Je suis persuadé aussi que si les grandes affaires de Mgr le surintendant des Bâtiments, notre Protecteur, lui permettent d’y faire réflexion, qu’il les unira dans une même école, comme elles le sont sont dans leurs productions, et ce sera alors, Messieurs, que vous connaîtrez l’avantage du dessin, et que vous n’aurez pas de peine à faire la différence de son mérite pour l’élever infiniment au-dessus de celui de la couleur.

Ce sera lui qui vous fera prendre part dans la composition de ce fameux ordre Français, qui doit porter autant de figures allégoriques qu’il aura d’ornements pour marquer l’état glorieux où est aujourd’hui la France sous le règne de Louis XIV, le plus grand et le plus triomphant monarque qu’elle ait jamais vu.

Ce présent discours a été prononcé par M. Le Brun en l’assemblée publique de l’Académie Royale de Peinture et de Sculpture, le neuvième jour de janvier mil six cent soixante et douze[2].
H. Testelin.
  1. Note manuscrite : « Il faut mettre le discours au net avec quelques-unes des corrections (car il y en a que je voudrais garder) et le mettre à la suite de celui de Blanchard, qui est très bon et auquel celui-ci répond. »

    Les procès-verbaux ne mentionnent pas que ce discours ait été relu, ce qui est assez étonnant ; mais il faut se rappeler que les discours servaient de sujet d’entretien à l’Académie ; elle aimait donc mieux discuter les arguments de Blanchard ou de Jean-Baptiste de Champaigne que d’accepter la décision tranchante de Le Brun ; peut-être même les Académiciens adoptaient-ils, chaque fois que la question était reprise, une résolution nouvelle touchant la couleur.

  2. Il faut remarquer que le discours de Le Brun et celui de J.-B. de Champagne ont été prononcés au cours de la même séance : Le Brun se considérait donc d’avance comme l’arbitre du débat, et avait préparé sa sentence motivée, avant que J.-B. de Champagne eût prononcé son plaidoyer. (Toutefois les procès-verbaux mentionnent une conférence le 2 janvier : serait-ce celle de J.-B. de Champaigne, malgré la date inscrite sur le manuscrit ?)

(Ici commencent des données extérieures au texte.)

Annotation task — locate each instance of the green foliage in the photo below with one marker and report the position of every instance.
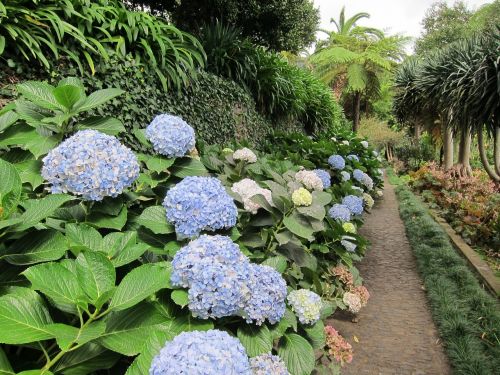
(288, 25)
(281, 90)
(86, 31)
(86, 285)
(467, 317)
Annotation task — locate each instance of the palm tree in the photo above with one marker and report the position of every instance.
(354, 63)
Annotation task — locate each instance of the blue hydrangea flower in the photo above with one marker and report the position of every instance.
(267, 300)
(336, 162)
(354, 203)
(91, 164)
(210, 352)
(188, 261)
(340, 212)
(170, 135)
(352, 157)
(345, 176)
(199, 203)
(363, 178)
(268, 364)
(325, 177)
(219, 290)
(306, 305)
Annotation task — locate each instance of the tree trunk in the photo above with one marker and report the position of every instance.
(496, 151)
(356, 107)
(463, 168)
(447, 148)
(484, 158)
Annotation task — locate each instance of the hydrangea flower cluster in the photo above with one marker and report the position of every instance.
(338, 347)
(348, 245)
(349, 227)
(268, 364)
(222, 282)
(352, 301)
(91, 164)
(325, 177)
(336, 162)
(309, 179)
(306, 305)
(301, 197)
(363, 178)
(352, 157)
(344, 275)
(199, 203)
(340, 212)
(267, 300)
(210, 352)
(354, 204)
(170, 135)
(248, 188)
(245, 154)
(368, 200)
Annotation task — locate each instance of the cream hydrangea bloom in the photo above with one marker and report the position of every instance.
(309, 179)
(301, 197)
(245, 154)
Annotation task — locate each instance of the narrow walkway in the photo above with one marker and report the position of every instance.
(395, 330)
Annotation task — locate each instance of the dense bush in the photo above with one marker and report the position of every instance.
(87, 31)
(218, 109)
(93, 283)
(471, 205)
(467, 317)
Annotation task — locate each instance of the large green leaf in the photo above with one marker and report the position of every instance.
(107, 125)
(5, 367)
(40, 93)
(36, 247)
(297, 354)
(298, 226)
(67, 95)
(65, 335)
(39, 209)
(95, 273)
(98, 98)
(256, 340)
(189, 167)
(154, 218)
(23, 318)
(58, 283)
(128, 330)
(138, 284)
(86, 360)
(83, 236)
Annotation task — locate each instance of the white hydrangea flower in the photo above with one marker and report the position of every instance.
(248, 188)
(245, 154)
(309, 179)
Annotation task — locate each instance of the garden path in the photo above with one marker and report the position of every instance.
(395, 330)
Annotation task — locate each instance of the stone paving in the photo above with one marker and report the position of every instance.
(395, 330)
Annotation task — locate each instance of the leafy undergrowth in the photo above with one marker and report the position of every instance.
(467, 317)
(470, 205)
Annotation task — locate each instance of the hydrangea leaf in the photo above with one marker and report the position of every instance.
(138, 284)
(297, 354)
(256, 340)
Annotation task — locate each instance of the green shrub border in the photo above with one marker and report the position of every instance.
(467, 317)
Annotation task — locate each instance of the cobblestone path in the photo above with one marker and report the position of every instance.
(395, 330)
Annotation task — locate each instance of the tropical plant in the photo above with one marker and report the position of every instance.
(86, 30)
(355, 64)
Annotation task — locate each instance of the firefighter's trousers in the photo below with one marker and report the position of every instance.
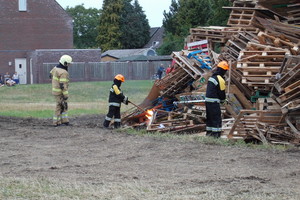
(61, 111)
(213, 119)
(113, 112)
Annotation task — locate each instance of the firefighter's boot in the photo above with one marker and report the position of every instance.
(106, 123)
(117, 124)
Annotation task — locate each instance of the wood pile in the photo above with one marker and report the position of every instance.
(262, 45)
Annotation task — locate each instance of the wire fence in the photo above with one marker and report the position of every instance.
(105, 71)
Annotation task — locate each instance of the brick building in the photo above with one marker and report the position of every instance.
(30, 27)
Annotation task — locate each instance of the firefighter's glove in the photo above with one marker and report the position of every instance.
(225, 102)
(126, 101)
(61, 85)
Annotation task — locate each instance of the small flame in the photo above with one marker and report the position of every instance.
(149, 113)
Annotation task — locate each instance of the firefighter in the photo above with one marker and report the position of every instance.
(60, 84)
(116, 97)
(215, 94)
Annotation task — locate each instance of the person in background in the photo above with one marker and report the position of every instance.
(215, 94)
(6, 77)
(60, 90)
(170, 69)
(10, 82)
(16, 78)
(116, 97)
(160, 71)
(1, 81)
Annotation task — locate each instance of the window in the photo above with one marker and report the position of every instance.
(22, 5)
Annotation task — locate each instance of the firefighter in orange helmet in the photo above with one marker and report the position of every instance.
(60, 85)
(116, 97)
(215, 94)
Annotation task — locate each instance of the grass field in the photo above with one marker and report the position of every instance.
(85, 98)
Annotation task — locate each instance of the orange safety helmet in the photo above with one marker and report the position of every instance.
(224, 65)
(120, 77)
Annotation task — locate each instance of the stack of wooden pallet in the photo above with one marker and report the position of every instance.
(288, 84)
(184, 120)
(217, 34)
(264, 88)
(294, 14)
(258, 67)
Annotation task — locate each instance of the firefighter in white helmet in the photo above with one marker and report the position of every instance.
(60, 85)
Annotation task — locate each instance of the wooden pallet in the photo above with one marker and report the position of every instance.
(259, 71)
(241, 17)
(269, 39)
(246, 121)
(281, 30)
(288, 78)
(292, 94)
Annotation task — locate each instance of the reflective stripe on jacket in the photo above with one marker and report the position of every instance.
(116, 97)
(215, 91)
(60, 81)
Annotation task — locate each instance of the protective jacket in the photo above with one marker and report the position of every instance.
(60, 80)
(215, 91)
(116, 96)
(215, 94)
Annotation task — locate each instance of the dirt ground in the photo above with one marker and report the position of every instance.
(87, 153)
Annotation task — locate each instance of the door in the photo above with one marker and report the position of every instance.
(21, 69)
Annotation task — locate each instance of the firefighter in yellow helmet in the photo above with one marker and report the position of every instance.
(60, 85)
(116, 97)
(215, 94)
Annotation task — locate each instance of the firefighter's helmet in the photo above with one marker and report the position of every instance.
(120, 77)
(224, 65)
(65, 60)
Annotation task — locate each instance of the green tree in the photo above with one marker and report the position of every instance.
(84, 26)
(143, 24)
(109, 29)
(134, 26)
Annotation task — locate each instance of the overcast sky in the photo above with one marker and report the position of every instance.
(153, 8)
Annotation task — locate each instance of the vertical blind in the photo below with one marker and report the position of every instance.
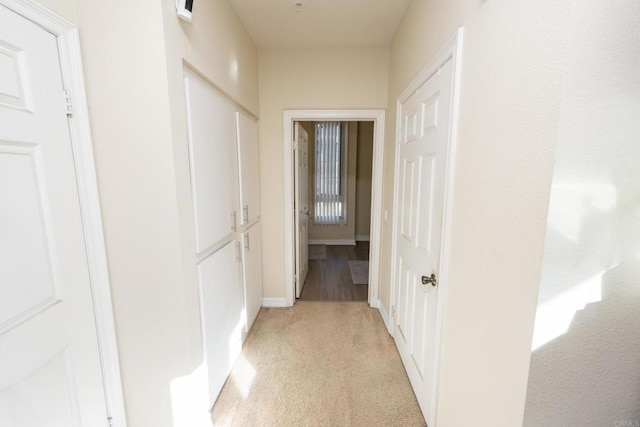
(328, 197)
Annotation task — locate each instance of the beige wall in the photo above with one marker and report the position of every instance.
(364, 169)
(133, 53)
(509, 105)
(305, 79)
(585, 366)
(344, 231)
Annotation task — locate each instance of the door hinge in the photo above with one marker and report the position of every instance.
(68, 102)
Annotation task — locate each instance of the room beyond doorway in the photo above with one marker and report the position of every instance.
(336, 273)
(292, 116)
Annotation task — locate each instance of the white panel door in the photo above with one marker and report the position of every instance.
(422, 161)
(221, 302)
(252, 269)
(213, 157)
(50, 372)
(301, 179)
(249, 167)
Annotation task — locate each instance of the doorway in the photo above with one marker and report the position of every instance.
(290, 161)
(337, 158)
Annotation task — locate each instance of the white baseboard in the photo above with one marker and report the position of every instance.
(341, 242)
(385, 317)
(274, 302)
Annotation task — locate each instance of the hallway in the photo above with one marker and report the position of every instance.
(330, 279)
(329, 363)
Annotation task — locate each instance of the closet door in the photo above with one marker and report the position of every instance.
(213, 157)
(247, 131)
(252, 269)
(221, 309)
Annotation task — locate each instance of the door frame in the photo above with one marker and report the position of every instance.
(377, 117)
(68, 43)
(452, 49)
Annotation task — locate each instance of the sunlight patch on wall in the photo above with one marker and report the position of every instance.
(571, 201)
(554, 316)
(234, 69)
(190, 399)
(243, 375)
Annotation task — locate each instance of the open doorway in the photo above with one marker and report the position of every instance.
(337, 160)
(294, 122)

    C’est à propos de ce débat qu’on lit dans Guillet de Saint-Georges (Mémoires sur la vie… T 1, p. 247) : « Les particuliers dont j’ai parlé (les défenseurs de la couleur) furent en ce temps-là d’autant plus à craindre pour l’Académie qu’ils venaient triompher dans le poste même qui avait été choisi pour les détruire. On crut donc arrêter leurs abus, ou, s’il faut ainsi dire, leurs attentats, en discontinuant ces conférences jusqu’à la guérison de M. Le Brun, et, quand on les recommença, il y eut encore de l’une à l’autre des intervalles extraordinaires, comme l’ordre des dates le justifiera. »

    Ces dernières affirmations de Guillet sont assez contestables car, pendant la maladie de Le Brun, nous trouvons, le 4 septembre 1671, une conférence de Quatroulx sur les opérations de la nature humaine dans les divers mouvements de ses parties, la conférence de Blanchard le 7 novembre, la requête de J.-B. de Champaigne le 24 décembre, et pendant l’année 1672, les procès-verbaux annoncent fréquemment qu’on « se prépare pour la conférence » (5 mars, 28 mai, 25 juin, 27 août, 10 octobre). Bien plus, on lit au procès-verbal du 26 novembre : « M. Blanchard s’est chargé de faire l’ouverture de la conférence sur le sujet de la disposition des couleurs et de leurs propriétés. » Il est donc vraisemblable qu’on n’avait pas conservé rancune à Blanchard, et que, tout en lui donnant tort, on prenait plaisir à l’entendre soutenir ses idées. D’ailleurs les procès-verbaux de l’Académie nous montrent qu’il prit une part fort active aux travaux de la Compagnie, et qu’il eut toujours sa confiance ; son nom est un de ceux qui reviennent le plus souvent dans le compte-rendu des séances.